11p【重い思い】
「にーちゃんの病気。早く治ればいいね。」
ナリウスは退屈そうに、ユベルの発作による魔物狩りをディアと座って眺めていた。次の町への道中、ユベルは3回目の発作を起こし、その度に3時間は狩りをせざるを得ないのだった。
「そうですね。」
「次の町、大丈夫かな?ドラゴンがでたら一発、いや、一瞬で町なんて無くなっちゃうよ。」
「私の持つ情報では奥へ進むほど、強い方が集まっているそうなので、そう簡単には無くなりはしないはずです。

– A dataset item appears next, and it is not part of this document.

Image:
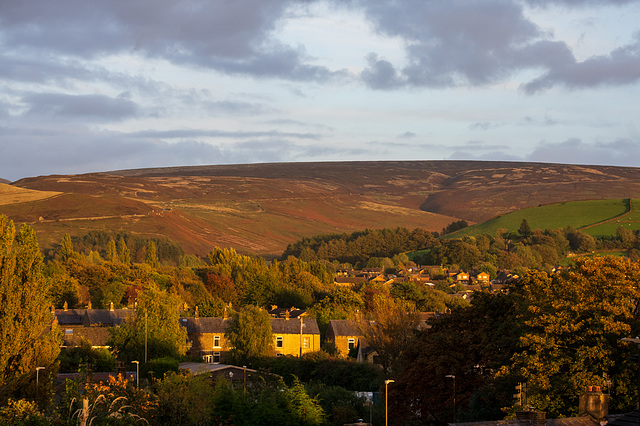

ですが、ドラゴンを倒せる人がいるかどうかは分かりません。」
ディアは定期的に立ち上がり、ユベルの倒した魔物から落ちる戦利品を拾い集めていた。
「俺も、もっと訓練したいなぁ。」
ユベルに指示された通り、ナリウスは旅の途中で訓練を控えるようにしていた。その結果、彼は予想以上にスタミナを残してしまい、退屈を感じることが多かった。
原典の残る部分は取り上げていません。